Consider the following example:
CREATE TABLE tt
(
"COMMODITY" VARCHAR2(4000 BYTE),
"MARKET" VARCHAR2(4000 BYTE),
"BID_ASK" VARCHAR2(4000 BYTE),
"PRICE" NUMBER
);
INSERT INTO tt VALUES ('Gold','US','Ask',1.1);
INSERT INTO tt VALUES ('Gold','US','Bid',1);
INSERT INTO tt VALUES ('Gold','EU','Ask',1.2);
INSERT INTO tt VALUES ('Gold','EU','Bid',1.1);
INSERT INTO tt VALUES ('Oil','US','Ask',11);
INSERT INTO tt VALUES ('Oil','US','Bid',10);
INSERT INTO tt VALUES ('Oil','EU','Ask',12);
INSERT INTO tt VALUES ('Oil','EU','Bid',11);
The output that I want to achieve would be something like (the exact column headers don't matter much):
COMMODITY 'US_Bid' 'US_Ask' 'EU_Bid' 'EU_Ask'
Gold 1 1.1 1.1 1.2
Oil 10 11 11 12
Now it is straightforward to pivot a single column:
SELECT * FROM
(
SELECT * FROM tt
)
PIVOT
(
SUM(PRICE)
FOR MARKET IN ('US','EU')
)
Which gives:
COMMODITY BID_ASK 'US' 'EU'
Gold Bid 1 1.1
Oil Bid 10 11
Oil Ask 11 12
Gold Ask 1.1 1.2
According to my research there is no syntax for directly pivoting multiple columns. There are some related questions (here, here or here), but I could not find a direct answer to my problem there. So I came up with the following solution:
SELECT * FROM
(
SELECT COMMODITY, CONCAT(CONCAT(MARKET,'_'),BID_ASK) AS MARKET_BID_ASK, PRICE FROM tt
)
PIVOT
(
SUM(PRICE)
FOR MARKET_BID_ASK IN ('US_Bid','US_Ask','EU_Bid','EU_Ask')
)
This produces exactly the desired output. However, I do not consider it a practical solution as the number of variables that I have to enter grows way too fast (in my real data set, I want to pivot more fields at once, all of which have many different values).
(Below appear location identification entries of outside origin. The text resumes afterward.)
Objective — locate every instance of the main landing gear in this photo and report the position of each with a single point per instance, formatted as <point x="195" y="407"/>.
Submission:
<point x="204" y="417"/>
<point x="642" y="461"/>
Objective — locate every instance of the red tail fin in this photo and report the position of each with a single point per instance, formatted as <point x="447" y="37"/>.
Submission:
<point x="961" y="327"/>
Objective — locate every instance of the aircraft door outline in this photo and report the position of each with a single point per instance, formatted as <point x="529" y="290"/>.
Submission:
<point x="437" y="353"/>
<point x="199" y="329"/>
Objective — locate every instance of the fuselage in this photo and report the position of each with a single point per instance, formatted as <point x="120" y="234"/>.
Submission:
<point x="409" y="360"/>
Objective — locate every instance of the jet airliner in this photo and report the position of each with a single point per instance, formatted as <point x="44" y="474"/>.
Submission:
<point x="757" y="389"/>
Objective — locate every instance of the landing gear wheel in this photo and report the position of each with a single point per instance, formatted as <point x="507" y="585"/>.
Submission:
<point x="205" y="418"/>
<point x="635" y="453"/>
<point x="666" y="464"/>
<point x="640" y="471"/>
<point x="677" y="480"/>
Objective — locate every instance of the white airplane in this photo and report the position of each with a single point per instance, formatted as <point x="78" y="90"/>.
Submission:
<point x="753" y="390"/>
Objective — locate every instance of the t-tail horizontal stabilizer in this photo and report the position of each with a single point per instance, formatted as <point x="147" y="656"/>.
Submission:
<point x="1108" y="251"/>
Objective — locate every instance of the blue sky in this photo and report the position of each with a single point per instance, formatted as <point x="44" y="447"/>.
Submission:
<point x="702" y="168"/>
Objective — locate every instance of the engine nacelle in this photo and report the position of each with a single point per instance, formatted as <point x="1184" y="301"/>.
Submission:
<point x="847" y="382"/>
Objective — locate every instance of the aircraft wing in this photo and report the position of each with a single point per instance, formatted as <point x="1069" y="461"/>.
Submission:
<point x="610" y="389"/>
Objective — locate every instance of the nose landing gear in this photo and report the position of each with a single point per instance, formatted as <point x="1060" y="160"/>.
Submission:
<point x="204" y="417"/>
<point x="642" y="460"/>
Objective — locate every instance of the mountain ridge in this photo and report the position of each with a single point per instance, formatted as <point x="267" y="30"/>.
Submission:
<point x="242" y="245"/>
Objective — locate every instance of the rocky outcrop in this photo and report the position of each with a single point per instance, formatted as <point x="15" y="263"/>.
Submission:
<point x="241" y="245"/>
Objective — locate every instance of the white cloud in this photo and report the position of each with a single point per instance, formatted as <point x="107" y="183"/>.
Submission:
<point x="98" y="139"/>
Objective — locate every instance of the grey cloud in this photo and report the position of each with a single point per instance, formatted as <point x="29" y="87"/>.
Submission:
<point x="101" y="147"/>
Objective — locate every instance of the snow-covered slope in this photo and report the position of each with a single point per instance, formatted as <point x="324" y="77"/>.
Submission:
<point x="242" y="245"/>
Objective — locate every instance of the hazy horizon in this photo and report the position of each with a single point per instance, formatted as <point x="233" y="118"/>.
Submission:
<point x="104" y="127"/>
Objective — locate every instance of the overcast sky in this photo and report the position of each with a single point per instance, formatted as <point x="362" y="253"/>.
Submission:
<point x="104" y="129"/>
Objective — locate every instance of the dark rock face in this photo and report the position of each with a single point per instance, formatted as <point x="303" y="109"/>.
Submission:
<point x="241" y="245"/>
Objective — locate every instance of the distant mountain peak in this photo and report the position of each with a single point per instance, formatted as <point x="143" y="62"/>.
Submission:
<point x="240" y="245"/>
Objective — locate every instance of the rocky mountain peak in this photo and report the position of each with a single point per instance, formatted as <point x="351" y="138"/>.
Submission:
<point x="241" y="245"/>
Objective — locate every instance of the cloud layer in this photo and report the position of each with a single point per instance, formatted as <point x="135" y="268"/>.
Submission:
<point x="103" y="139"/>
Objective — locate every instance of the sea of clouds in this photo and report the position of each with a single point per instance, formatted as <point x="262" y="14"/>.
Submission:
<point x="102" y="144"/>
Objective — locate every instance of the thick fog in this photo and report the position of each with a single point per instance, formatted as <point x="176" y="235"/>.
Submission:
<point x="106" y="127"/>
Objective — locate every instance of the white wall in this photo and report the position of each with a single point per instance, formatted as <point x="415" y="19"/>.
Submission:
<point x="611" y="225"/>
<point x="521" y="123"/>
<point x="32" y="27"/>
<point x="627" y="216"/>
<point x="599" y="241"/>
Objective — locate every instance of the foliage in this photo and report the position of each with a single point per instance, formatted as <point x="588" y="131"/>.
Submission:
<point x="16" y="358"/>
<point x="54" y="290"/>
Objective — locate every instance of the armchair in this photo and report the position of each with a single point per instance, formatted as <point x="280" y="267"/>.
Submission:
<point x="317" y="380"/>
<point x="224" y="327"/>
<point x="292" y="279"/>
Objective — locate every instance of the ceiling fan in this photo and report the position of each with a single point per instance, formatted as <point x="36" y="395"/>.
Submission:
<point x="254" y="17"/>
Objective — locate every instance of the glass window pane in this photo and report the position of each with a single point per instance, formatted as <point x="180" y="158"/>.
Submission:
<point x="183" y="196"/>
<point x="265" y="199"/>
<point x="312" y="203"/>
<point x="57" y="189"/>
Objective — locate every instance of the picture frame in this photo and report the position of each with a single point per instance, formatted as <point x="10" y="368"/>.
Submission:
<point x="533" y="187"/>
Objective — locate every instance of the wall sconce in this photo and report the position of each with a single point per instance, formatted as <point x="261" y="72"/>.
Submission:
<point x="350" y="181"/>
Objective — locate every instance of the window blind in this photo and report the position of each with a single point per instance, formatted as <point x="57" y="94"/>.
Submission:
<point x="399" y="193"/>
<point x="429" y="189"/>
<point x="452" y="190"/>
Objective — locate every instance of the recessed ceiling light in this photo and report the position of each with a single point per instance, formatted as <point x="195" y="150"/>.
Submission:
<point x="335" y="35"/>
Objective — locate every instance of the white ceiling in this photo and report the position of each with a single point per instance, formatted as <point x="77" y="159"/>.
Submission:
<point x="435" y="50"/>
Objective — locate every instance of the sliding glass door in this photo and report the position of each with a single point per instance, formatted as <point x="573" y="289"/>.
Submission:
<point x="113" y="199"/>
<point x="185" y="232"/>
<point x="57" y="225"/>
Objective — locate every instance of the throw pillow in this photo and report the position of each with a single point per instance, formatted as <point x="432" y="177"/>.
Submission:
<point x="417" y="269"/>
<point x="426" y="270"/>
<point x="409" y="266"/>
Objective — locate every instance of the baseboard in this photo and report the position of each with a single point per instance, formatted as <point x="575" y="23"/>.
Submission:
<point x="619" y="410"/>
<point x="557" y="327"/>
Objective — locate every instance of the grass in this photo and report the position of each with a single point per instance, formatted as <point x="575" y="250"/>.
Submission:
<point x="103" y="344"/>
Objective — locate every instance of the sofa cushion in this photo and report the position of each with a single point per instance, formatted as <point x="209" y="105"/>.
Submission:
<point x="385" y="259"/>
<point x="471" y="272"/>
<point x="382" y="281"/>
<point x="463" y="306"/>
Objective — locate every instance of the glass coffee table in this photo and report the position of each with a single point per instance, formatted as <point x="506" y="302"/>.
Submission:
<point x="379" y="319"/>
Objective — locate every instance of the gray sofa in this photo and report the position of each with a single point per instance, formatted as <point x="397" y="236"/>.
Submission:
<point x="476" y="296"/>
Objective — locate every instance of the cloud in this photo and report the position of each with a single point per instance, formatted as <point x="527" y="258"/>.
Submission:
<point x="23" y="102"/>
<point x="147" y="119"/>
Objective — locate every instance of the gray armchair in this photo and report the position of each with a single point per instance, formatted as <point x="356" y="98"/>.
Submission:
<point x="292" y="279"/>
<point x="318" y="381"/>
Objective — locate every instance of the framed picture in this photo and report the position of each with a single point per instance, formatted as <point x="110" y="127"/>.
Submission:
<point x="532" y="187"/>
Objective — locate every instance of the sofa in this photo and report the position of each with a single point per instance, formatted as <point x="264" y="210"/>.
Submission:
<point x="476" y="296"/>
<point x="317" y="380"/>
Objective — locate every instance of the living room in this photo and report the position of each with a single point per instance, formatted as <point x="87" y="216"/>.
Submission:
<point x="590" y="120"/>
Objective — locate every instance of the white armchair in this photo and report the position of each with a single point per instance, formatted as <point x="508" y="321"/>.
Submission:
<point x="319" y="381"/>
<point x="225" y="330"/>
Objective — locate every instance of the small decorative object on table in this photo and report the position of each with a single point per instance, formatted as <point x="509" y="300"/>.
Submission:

I know that there exist dynamic pivots, however I am not sure whether this will work with Excel, and I would also like to keep the syntax as simple as possible, because the users will define queries on their own (I just want to provide a template query that they can adapt). So I tried to query the field names in the IN-clause:
SELECT * FROM
(
SELECT COMMODITY, CONCAT(CONCAT(MARKET,'_'),BID_ASK) AS MARKET_BID_ASK, PRICE FROM tt
)
PIVOT
(
SUM(PRICE)
FOR MARKET_BID_ASK IN
(
SELECT DISTINCT CONCAT(CONCAT(MARKET,'_'),BID_ASK) AS MARKET_BID_ASK FROM tt
)
)
I think that such a solution could be practical, because one could still constrain the variables queried without having to list all the concatenated options using LIKE-conditions in the subquery. However, I get an "ORA-00936 - missing expression" error with this query, even though subqueries should be legal here according to the documentation that I found.
You can pivot on multiple columns by enclosing the columns, and the sets of values, in parentheses:
SELECT * FROM
(
SELECT * FROM tt
)
PIVOT
(
SUM(PRICE)
FOR (MARKET, BID_ASK)
IN (('US', 'Bid') us_bid, ('US', 'Ask') us_ask, ('EU', 'Bid') eu_bid, ('EU', 'Ask') eu_ask)
);
COMMODITY US_BID US_ASK EU_BID EU_ASK
---------- ---------- ---------- ---------- ----------
Gold 1 1.1 1.1 1.2
Oil 10 11 11 12
but the value pairs still have to be known when the query is parsed, and this doesn't scale well if you have a lot of combinations of values.
Your only alternative is dynamic SQL, as you suspected, unless you can get Excel to process the result of an XML pivot - which I don't think is possible. With dynamic SQL you could perhaps have a function that does the query and pivot and returns a ref cursor, if Excel finds that easier to handle than the pivot query.